There are some more lovable side-characters too, such as the couple of lower-level henchmen (played by Susumu Terajima and Masanobu Katsumura) that form a close friendship during their time on the beach and the traditional dance-loving Okinawan boss (played by Tetsu Watanabe) that tries to direct them in a show one night.
Kitano’s use of music improves here, after the hit and miss Violent Cop score and the complete lack of music in Boiling Point. Sonatine sees Kitano working with the great Joe Hisaishi again after A Scene at the Sea and they made a series of films together following this. The score does a lot to add to the sweet-natured poignant touches to the film.
Sonatine is beautifully shot too, making marked contrast between the Tokyo-set scenes and those at the beach in Okinawa. The latter has such an idyllic, calming quality that is intoxicating. It’s sad to see Murakawa dragged back to the city at the end.
Sonatine is a beautiful, once again unique subversion of the gangster movie. It saw Kitano really nail everything he’d been working towards with the earlier films in this set and adds a touch of humanity that perhaps was lacking before. You might call it his first masterpiece (though I must admit, I haven’t seen A Scene at the Sea yet, which is quite highly regarded).
The Takeshi Kitano Collection is released on 29th June on Blu-Ray in the UK, released by the BFI. It’s being released to coincide with Japan 2020, a major new BFI season (more details can be found here – https://www.bfi.org.uk/japan).

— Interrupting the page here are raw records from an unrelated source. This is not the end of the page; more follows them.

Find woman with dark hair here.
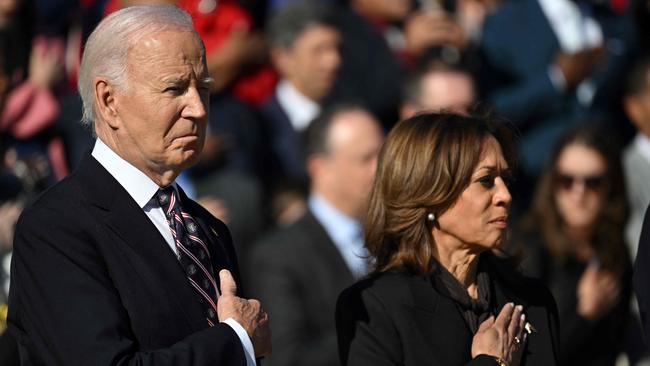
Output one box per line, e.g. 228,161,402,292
518,125,631,366
336,112,559,366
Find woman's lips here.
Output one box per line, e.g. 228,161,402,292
489,216,508,229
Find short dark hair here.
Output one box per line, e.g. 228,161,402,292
267,2,338,49
625,56,650,96
366,111,518,275
304,104,368,158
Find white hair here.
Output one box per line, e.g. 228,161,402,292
78,5,200,128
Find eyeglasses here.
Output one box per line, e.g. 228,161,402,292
555,173,607,191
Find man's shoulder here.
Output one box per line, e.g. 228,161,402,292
255,211,327,249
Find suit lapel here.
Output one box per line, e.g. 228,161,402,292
77,155,207,331
303,211,356,284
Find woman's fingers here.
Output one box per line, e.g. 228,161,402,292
508,305,523,340
493,302,515,330
477,315,495,333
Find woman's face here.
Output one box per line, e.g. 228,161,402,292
554,143,607,230
433,137,512,252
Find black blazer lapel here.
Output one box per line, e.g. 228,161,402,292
76,155,208,331
409,276,474,365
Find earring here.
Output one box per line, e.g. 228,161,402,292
427,213,436,222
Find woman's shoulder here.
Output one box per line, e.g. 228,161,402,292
338,270,428,309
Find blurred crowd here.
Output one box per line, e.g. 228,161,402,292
1,0,650,365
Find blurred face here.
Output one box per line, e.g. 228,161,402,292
353,0,413,22
418,71,475,114
625,85,650,138
554,143,607,230
433,137,512,252
274,25,340,101
318,110,383,219
111,30,210,180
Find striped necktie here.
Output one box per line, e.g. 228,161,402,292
156,186,219,327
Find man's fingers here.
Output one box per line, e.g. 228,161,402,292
219,269,237,297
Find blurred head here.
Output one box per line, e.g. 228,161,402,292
351,0,413,22
401,63,475,118
366,112,517,274
305,105,384,220
624,57,650,138
528,125,628,264
268,3,340,102
80,5,211,184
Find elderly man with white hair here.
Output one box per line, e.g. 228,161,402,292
6,5,270,365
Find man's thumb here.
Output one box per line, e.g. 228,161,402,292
219,269,237,297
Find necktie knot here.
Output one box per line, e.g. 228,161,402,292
156,186,176,213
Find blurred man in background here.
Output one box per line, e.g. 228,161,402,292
248,105,383,366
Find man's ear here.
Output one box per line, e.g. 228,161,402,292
94,78,120,129
270,47,292,77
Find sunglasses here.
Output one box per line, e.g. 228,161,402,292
555,173,607,191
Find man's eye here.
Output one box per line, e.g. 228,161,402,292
164,86,184,94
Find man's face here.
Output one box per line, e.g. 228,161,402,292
320,110,383,219
112,30,210,177
275,24,340,101
419,71,475,114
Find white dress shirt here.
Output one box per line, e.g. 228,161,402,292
275,80,321,132
91,138,256,366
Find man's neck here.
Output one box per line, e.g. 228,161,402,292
96,131,178,187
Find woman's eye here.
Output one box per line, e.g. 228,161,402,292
479,175,495,188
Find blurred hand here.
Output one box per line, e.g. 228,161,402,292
0,200,23,251
217,270,271,357
404,10,467,57
554,46,605,89
197,196,230,224
577,263,621,321
28,37,64,90
471,303,525,364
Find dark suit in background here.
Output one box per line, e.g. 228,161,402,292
8,155,247,365
248,210,354,366
479,0,636,176
634,205,650,345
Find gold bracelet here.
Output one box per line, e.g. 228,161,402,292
492,356,508,366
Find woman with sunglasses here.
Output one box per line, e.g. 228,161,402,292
518,125,631,366
336,112,559,366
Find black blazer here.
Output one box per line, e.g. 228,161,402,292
8,154,247,365
247,210,355,366
337,253,560,366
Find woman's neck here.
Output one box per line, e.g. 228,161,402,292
435,244,481,299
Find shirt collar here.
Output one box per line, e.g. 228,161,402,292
634,133,650,164
91,138,166,208
276,80,321,132
308,193,362,246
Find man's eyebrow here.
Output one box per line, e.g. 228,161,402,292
200,77,215,86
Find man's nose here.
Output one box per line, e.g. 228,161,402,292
183,87,207,119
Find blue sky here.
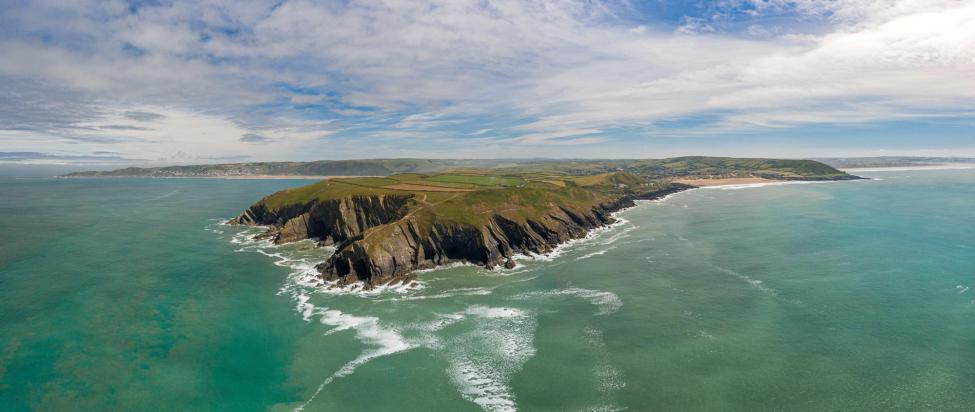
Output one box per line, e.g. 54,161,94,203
1,0,973,165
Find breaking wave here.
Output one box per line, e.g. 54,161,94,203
712,265,778,296
294,297,414,411
515,287,622,316
584,326,626,394
228,224,422,297
444,305,537,412
374,287,495,302
210,217,635,412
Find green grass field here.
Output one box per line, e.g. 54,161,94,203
244,161,854,257
424,174,524,187
256,170,644,229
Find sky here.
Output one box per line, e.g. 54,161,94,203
1,0,973,166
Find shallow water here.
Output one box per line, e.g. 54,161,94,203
1,170,974,411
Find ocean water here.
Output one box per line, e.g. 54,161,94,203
1,169,974,411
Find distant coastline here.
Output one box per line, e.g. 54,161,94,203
815,156,975,170
60,174,360,180
840,164,975,172
227,157,860,290
672,177,785,187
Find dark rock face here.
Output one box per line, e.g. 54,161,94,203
232,185,694,289
231,194,412,245
315,208,610,287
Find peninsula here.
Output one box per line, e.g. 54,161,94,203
227,157,859,289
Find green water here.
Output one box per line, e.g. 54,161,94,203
1,170,974,411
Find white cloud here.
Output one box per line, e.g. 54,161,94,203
0,0,972,161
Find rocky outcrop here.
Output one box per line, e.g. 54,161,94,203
230,194,412,245
232,184,694,289
317,184,693,288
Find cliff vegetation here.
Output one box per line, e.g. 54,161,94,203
231,171,688,288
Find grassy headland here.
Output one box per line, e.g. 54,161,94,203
230,159,858,288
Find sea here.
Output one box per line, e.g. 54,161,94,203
1,168,974,411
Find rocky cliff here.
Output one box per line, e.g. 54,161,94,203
230,183,692,289
231,194,412,245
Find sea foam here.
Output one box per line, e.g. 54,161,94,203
226,224,422,297
584,326,626,394
211,212,627,412
294,301,414,411
712,265,777,296
445,305,537,412
515,288,623,316
512,213,635,265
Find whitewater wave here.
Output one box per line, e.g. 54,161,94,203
584,326,626,394
576,246,616,261
374,287,494,302
216,222,549,411
216,220,434,411
639,190,688,204
445,305,537,412
212,217,638,411
712,265,777,296
294,297,415,411
290,290,540,411
566,288,623,316
600,224,636,246
203,218,227,234
514,214,635,265
515,287,622,316
584,406,628,412
227,224,422,297
146,189,180,201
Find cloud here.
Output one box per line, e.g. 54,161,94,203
513,128,605,145
98,124,154,131
0,151,53,160
239,133,274,143
0,151,142,164
0,0,972,161
124,111,166,122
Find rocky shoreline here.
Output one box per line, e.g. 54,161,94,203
230,183,694,289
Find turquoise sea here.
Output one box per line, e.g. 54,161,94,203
2,169,974,411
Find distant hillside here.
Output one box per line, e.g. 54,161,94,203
508,157,851,180
815,157,975,169
66,157,854,181
66,159,500,177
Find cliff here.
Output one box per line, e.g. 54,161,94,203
232,194,412,245
316,184,691,287
230,171,693,288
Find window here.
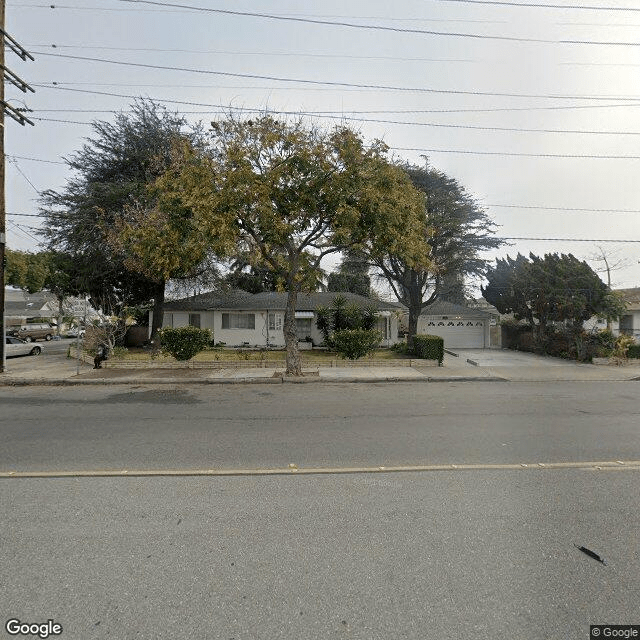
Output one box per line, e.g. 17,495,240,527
295,318,312,340
268,313,283,331
427,322,435,326
189,314,201,328
221,313,255,330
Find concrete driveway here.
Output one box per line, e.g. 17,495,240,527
447,348,640,381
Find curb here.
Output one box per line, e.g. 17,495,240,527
0,375,508,386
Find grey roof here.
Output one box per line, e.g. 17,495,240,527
419,299,495,318
4,301,57,318
4,288,57,307
164,290,402,312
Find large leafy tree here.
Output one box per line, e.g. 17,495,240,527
150,115,429,375
39,100,206,340
482,252,626,337
369,163,503,346
327,248,371,297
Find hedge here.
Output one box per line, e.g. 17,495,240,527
627,343,640,359
159,326,212,361
332,329,382,360
411,334,444,364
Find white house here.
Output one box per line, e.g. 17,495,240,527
416,300,497,349
153,290,403,348
584,287,640,340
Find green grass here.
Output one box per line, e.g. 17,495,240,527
111,347,411,363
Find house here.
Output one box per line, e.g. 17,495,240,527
153,290,403,347
4,288,58,328
584,287,640,340
416,299,498,349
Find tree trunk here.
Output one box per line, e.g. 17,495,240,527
150,281,166,345
407,305,420,351
283,287,302,376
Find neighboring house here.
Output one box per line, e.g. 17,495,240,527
154,290,403,347
584,287,640,340
416,299,497,349
4,288,58,327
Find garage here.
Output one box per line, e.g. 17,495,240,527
416,300,495,349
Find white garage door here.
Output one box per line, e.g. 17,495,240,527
423,320,486,348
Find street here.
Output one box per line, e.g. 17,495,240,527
1,382,639,639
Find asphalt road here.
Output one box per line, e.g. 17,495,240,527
1,382,639,472
2,382,639,639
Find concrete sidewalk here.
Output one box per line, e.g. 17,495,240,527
1,351,640,385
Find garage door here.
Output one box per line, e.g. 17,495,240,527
423,320,486,348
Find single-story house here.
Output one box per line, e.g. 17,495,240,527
416,299,497,349
584,287,640,340
153,290,404,347
4,288,58,327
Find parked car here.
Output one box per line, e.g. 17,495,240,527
11,323,56,342
5,336,43,357
66,327,86,338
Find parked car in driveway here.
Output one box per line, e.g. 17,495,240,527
66,327,86,338
5,336,43,357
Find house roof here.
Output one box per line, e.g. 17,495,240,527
616,288,640,310
419,299,495,318
164,290,402,312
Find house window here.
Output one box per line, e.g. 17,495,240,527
221,313,255,329
428,321,435,326
295,318,312,340
268,313,283,331
189,313,201,328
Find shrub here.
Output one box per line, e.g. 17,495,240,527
627,343,640,359
316,295,378,347
332,329,382,360
411,334,444,364
159,326,212,361
111,346,129,359
613,334,636,360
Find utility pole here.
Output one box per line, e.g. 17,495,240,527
0,0,35,372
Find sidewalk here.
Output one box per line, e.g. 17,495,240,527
2,352,640,385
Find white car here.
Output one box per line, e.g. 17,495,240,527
5,336,43,357
67,328,86,338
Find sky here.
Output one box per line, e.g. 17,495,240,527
5,0,640,295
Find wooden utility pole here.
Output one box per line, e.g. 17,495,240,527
0,0,35,372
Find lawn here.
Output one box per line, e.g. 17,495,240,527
109,347,411,363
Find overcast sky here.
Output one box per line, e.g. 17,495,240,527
5,0,640,292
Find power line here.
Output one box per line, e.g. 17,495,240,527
435,0,640,11
26,93,640,115
497,237,640,242
487,203,640,212
29,54,640,102
115,0,640,45
28,112,640,137
19,5,509,24
7,158,40,193
396,146,640,159
7,155,66,165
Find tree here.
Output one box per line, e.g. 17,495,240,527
39,99,208,341
327,248,371,297
5,250,81,334
155,115,429,375
368,163,503,346
482,252,626,338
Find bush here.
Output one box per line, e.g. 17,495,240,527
111,346,129,359
316,295,378,347
332,329,382,360
411,334,444,364
627,343,640,359
159,326,212,361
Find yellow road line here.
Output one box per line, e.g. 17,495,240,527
1,460,640,478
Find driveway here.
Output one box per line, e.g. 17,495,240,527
447,348,640,381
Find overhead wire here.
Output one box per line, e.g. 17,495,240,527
28,55,640,101
112,0,640,45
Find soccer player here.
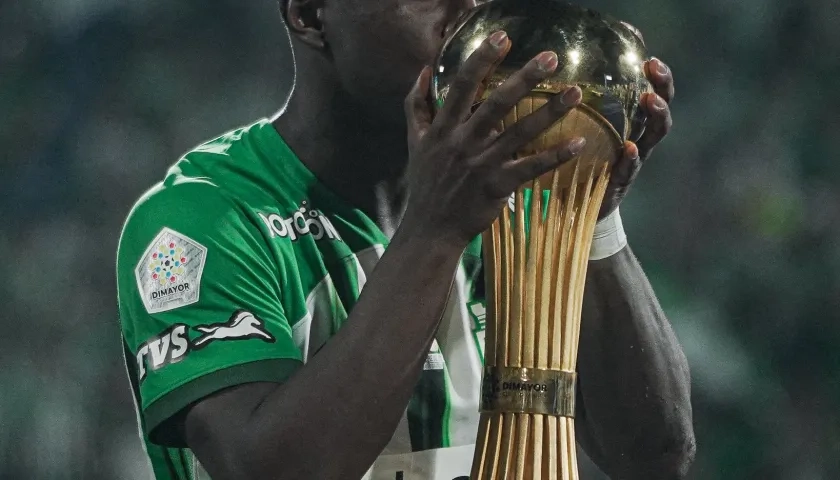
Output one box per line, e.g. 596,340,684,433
116,1,694,479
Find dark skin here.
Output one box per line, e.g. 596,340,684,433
178,1,694,479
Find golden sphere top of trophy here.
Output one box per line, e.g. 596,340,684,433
432,0,652,143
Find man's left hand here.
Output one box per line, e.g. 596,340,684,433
599,57,675,218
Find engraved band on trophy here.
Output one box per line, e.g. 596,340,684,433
432,1,652,478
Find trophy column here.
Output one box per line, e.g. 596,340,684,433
471,100,617,480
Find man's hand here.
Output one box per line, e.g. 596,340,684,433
402,30,586,247
599,57,675,218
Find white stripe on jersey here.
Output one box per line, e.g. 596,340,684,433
435,266,482,447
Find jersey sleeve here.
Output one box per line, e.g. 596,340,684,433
117,180,302,447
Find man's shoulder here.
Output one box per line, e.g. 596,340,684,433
119,119,277,242
185,119,266,162
115,179,242,275
123,178,233,234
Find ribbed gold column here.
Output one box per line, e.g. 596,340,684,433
472,95,619,480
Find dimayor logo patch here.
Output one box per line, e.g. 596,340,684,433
148,241,187,285
135,228,207,314
259,200,342,242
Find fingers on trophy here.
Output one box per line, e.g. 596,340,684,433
432,1,652,479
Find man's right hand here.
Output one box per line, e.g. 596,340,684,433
402,30,585,247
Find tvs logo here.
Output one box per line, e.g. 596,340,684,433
148,241,187,285
135,228,207,314
135,324,190,382
136,310,275,382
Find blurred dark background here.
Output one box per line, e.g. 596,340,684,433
2,0,838,478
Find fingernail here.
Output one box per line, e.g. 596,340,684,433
562,86,582,106
653,95,667,110
653,58,669,76
569,137,586,154
536,51,558,72
489,31,508,49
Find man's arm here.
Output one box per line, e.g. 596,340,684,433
575,246,696,479
183,228,463,480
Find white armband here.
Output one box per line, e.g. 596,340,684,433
589,208,627,261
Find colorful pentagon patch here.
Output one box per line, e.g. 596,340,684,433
135,228,207,314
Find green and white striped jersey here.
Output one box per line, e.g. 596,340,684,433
116,119,488,479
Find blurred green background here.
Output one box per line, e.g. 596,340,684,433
2,0,838,479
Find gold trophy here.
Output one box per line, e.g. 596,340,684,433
432,1,651,478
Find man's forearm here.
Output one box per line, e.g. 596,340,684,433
238,225,465,479
576,246,695,479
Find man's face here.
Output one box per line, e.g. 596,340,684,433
321,0,476,122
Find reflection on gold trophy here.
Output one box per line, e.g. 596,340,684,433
432,1,652,478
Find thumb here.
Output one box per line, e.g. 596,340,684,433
405,66,434,149
610,141,642,188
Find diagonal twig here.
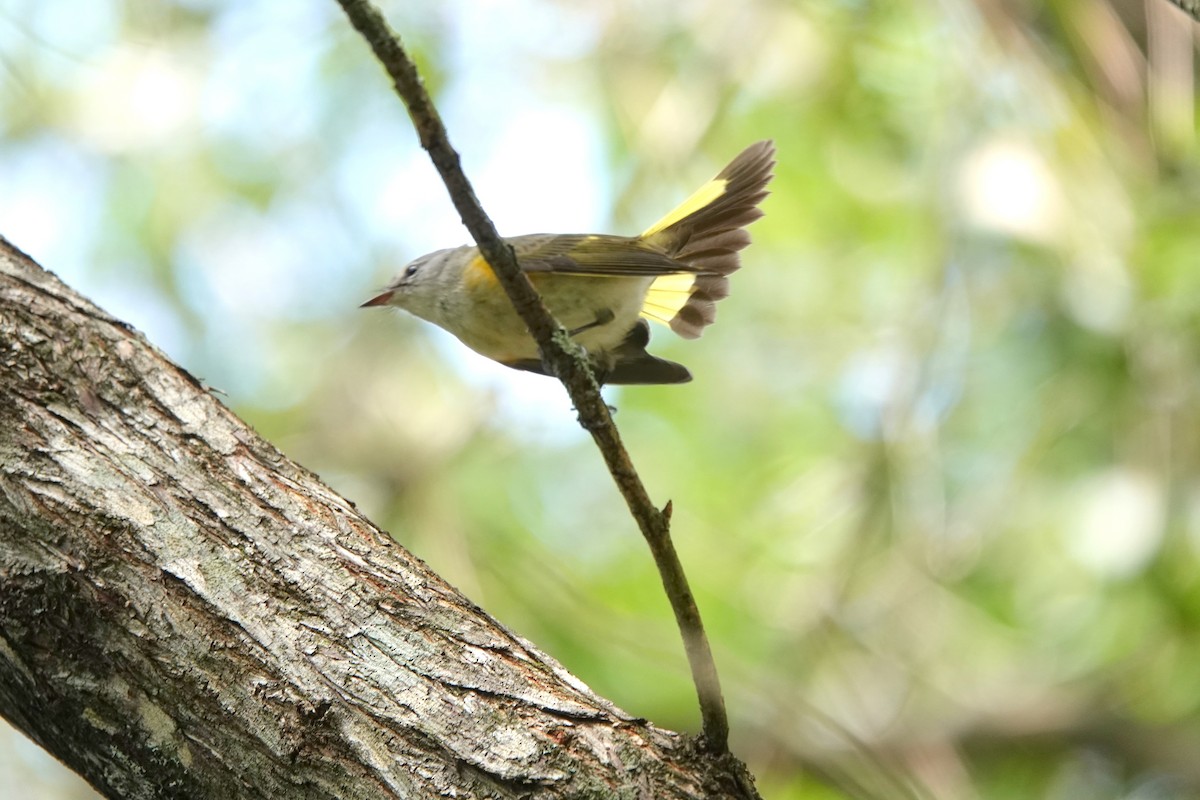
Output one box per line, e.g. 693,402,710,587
1163,0,1200,22
335,0,732,755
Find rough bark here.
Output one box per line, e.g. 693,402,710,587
0,236,748,798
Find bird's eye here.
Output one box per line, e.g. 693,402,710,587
404,263,420,278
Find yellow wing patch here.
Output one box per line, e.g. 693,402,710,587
640,178,728,238
462,252,498,292
640,272,696,326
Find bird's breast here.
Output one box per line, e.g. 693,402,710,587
449,272,652,362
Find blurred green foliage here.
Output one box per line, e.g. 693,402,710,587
3,1,1200,798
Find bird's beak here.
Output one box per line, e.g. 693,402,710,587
360,291,395,308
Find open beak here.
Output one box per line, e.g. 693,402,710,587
360,291,395,308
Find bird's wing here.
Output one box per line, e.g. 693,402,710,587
512,234,706,277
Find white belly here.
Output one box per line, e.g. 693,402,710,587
450,274,653,363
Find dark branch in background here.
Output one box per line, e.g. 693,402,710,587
333,0,737,761
1164,0,1200,22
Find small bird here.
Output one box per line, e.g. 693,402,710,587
363,141,774,384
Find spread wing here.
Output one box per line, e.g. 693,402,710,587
506,233,713,334
511,234,705,277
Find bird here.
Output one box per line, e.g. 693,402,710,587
362,140,774,385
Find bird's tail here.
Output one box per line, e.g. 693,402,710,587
638,140,775,339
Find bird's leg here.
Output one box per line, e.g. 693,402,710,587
567,308,615,336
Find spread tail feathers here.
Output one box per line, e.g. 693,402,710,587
639,140,775,338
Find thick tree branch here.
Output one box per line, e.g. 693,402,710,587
0,237,752,798
334,0,737,761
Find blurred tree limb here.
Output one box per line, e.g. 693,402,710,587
1164,0,1200,21
334,0,741,770
0,237,754,798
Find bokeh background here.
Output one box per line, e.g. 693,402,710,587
3,1,1200,798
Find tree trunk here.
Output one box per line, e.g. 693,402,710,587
0,237,749,799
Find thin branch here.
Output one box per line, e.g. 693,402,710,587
1163,0,1200,22
333,0,735,759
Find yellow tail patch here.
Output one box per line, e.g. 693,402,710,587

The picture quality of all three films is fantastic. I noticed a faint line briefly on screen in the middle of Violent Cop, but it’s a minor aberration on an otherwise spotless print with a wonderfully natural look. Audio on all titles is strong too.
There are several extra features included in the set:
– High Definition transfers of all three films
– Feature-length audio commentaries on Violent Cop and Sonatine by Chris D, punk poet, singer, actor, film historian and author of Outlaw Masters of Japanese Film
– Newly recorded audio commentary on Boiling Point by David Jenkins
– That Man is Dangerous: The Birth of Takeshi Kitano (2016, 20 mins): a documentary examining the emergence, establishment and popularity of Takeshi Kitano’s cinematic image
– Okinawa Days: Kitano’s Second Debut (2016, 20 mins): a look back at Kitano’s Boiling Point featuring interviews with producer Masayuki Mori and actor Yurei Yanagi
– Violent Cop trailer
– Boiling Point trailers
– Sonatine trailer
– 44-page book with new writing on the films and their director by Japanese film experts Tom Mes, Jasper Sharp, Mark Schilling and film critic James-Masaki Ryan
Chris D’s commentaries are excellent. He’s adept at explaining what makes Kitano a great director, without being afraid of pointing out aspects/scenes he doesn’t think work (the sumo scene in Sonatine being a notable one. He thinks it’s too precious/staged in comparison to the rest of the film).
David Jenkins’ commentary is decent too, though I’m not sure it dug quite as deep.
The two documentaries are also strong, providing an interesting look at the first two films in the set, how they came about and how they sit in Kitano’s oeuvre.
The booklet is perhaps the star of the show, with a fine selection of essays on Kitano and the films included in the set. It goes to great lengths to help better appreciate his work.